The photo plate record was furnished to each telescope customer.
Inspection for worm helix uniformity “drunkenness” lead tracking profile or bearing cam action with a 0,00010 electronic Dial-indicator.
Master Equatorial Mount, Jet Propulsion Laboratory, Pasadena, California
Bill Rehrig, of Boller and Chivens shown above
Boller and Chivens designed and manufactured three Master Equatorial Mounts for the three 70-meter radio telescopes located approximately equidistantly around the world.

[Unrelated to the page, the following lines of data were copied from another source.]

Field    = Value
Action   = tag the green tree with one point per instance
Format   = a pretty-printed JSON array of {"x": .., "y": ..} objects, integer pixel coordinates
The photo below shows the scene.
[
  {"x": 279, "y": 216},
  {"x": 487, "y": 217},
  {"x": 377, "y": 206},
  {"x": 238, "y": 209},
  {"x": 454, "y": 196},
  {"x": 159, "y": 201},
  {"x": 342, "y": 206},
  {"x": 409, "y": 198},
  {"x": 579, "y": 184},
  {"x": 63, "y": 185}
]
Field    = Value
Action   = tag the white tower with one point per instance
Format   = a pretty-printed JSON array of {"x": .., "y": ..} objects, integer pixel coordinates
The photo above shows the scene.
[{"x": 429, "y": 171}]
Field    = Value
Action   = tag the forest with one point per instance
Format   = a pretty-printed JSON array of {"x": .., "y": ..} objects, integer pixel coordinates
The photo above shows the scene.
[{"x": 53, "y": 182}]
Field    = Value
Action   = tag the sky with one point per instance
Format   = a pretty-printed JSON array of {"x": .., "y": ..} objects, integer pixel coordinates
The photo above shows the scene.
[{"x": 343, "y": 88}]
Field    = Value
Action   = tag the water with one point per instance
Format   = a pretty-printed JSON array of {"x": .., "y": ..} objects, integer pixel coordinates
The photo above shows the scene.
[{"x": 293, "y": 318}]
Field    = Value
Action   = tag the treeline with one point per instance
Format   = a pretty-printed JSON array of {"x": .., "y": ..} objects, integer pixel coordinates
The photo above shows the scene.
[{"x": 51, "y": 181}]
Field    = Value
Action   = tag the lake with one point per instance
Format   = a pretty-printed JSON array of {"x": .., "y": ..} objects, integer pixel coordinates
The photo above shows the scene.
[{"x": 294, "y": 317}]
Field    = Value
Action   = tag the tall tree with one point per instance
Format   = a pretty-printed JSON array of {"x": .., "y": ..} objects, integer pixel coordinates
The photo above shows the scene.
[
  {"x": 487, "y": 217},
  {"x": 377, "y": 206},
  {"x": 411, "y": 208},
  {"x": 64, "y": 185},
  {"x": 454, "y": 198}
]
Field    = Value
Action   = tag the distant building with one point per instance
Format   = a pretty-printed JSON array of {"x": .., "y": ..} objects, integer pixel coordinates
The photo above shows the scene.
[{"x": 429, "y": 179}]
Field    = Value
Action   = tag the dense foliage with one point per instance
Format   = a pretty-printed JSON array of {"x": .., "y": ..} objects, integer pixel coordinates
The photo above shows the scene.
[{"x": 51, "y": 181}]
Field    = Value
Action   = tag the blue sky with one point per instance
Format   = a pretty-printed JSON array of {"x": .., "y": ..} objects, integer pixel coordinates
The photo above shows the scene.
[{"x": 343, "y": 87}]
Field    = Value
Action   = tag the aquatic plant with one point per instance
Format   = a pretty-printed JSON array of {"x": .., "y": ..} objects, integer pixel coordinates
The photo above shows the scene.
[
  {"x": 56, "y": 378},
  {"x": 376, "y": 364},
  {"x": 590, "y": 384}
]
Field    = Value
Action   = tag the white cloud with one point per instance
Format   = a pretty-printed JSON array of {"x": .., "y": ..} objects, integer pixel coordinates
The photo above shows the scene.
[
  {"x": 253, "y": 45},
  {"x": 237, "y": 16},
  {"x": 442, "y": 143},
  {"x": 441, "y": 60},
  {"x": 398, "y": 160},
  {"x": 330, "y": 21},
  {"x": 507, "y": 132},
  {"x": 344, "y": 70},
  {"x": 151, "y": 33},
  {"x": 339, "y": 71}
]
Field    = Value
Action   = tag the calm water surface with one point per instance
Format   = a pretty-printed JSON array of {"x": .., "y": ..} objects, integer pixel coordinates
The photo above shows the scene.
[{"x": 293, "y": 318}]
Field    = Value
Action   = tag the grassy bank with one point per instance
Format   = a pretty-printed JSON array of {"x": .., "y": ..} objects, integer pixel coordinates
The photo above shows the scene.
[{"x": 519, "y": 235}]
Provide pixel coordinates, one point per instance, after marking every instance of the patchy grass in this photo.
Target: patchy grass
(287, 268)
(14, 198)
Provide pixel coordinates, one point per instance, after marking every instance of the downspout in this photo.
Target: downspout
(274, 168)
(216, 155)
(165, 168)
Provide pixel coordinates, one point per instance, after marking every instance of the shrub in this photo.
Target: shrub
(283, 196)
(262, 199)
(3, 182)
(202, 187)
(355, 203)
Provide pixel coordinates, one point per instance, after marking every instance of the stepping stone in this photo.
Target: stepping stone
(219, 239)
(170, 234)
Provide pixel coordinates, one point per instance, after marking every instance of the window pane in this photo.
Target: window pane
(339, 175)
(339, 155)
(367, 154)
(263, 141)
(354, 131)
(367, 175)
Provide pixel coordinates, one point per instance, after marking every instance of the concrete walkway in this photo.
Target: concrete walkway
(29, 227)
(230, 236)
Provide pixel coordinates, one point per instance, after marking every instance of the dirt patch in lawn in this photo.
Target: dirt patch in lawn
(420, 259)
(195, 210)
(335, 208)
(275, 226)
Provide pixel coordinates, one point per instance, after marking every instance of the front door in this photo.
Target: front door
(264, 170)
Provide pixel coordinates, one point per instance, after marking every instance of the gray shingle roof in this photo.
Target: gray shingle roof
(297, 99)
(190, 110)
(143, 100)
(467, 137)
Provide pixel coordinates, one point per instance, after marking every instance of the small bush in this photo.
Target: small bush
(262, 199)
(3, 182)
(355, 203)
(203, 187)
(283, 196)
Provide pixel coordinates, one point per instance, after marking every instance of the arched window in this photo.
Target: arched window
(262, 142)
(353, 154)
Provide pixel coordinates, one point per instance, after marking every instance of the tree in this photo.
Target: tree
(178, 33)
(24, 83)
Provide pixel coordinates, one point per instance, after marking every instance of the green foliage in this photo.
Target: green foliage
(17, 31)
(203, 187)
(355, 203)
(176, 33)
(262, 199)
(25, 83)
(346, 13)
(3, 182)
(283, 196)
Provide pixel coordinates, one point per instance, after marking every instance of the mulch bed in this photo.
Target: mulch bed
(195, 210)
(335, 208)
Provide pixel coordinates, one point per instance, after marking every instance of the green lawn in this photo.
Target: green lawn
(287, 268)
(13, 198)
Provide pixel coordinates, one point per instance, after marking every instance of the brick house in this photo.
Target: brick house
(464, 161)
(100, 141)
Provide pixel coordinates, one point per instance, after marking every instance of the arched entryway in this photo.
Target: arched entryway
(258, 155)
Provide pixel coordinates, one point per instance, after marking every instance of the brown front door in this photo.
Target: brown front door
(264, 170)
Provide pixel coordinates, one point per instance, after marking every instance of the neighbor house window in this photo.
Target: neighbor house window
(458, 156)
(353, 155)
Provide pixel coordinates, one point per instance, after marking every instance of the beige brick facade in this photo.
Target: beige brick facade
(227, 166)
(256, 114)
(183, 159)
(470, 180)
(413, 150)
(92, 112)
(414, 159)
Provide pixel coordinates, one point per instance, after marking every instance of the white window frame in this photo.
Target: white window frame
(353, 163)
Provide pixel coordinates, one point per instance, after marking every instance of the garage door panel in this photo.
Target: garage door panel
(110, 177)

One is installed at Goldstone near Baker, California, one is installed at Tidbinbilla, Australia and one is installed in Robledo, Spain.
The Master Equatorial Mount is installed inside the 70-meter Radio Telescope’s dish in a dome-like housing at the intersection of where the Radio Telescope’s azimuth axis centerline crossed its elevation centerline. The fork type Master Equatorial mount would be driven to Declination and Hour Angle positions tracking in space at Right Ascension speed.
A front surface of an optical flat mirror assembly is installed on the Master Equatorial mount exactly where its polar axis crossed its declination axis and also coincides with the Radio Telescopes azimuth axis and elevation axis.
Mounted on the rear of the Radio Telescope’s dish is a 2nd optical flat mirror assembly that is spaced away from the 1st optical flat mirror assembly of the Master Equatorial Mount.
By an automatic optically auto-collimating system between the 1st and the 2nd flat mirrors, a read-out is documented exactly where the Radio Telescope dish was pointed in space.
When in operation the Master Equatorial Mount and the Radio Telescopes can be driven to a predetermined field of view. The auto-collimating system will then lock the Equatorial Mount to the Radio Telescope’s Master Equatorial Mount tracking this automatically. The reverse of this action is where the Radio Telescope is pointing at an unmapped area of interest in the sky. The Master Equatorial Mount will be driven into auto-collimation to the Radio Telescope and automatically track this interest area with positioning information being recorded.
The system’s angular repeatable accuracy was determined to be better than six arc-seconds.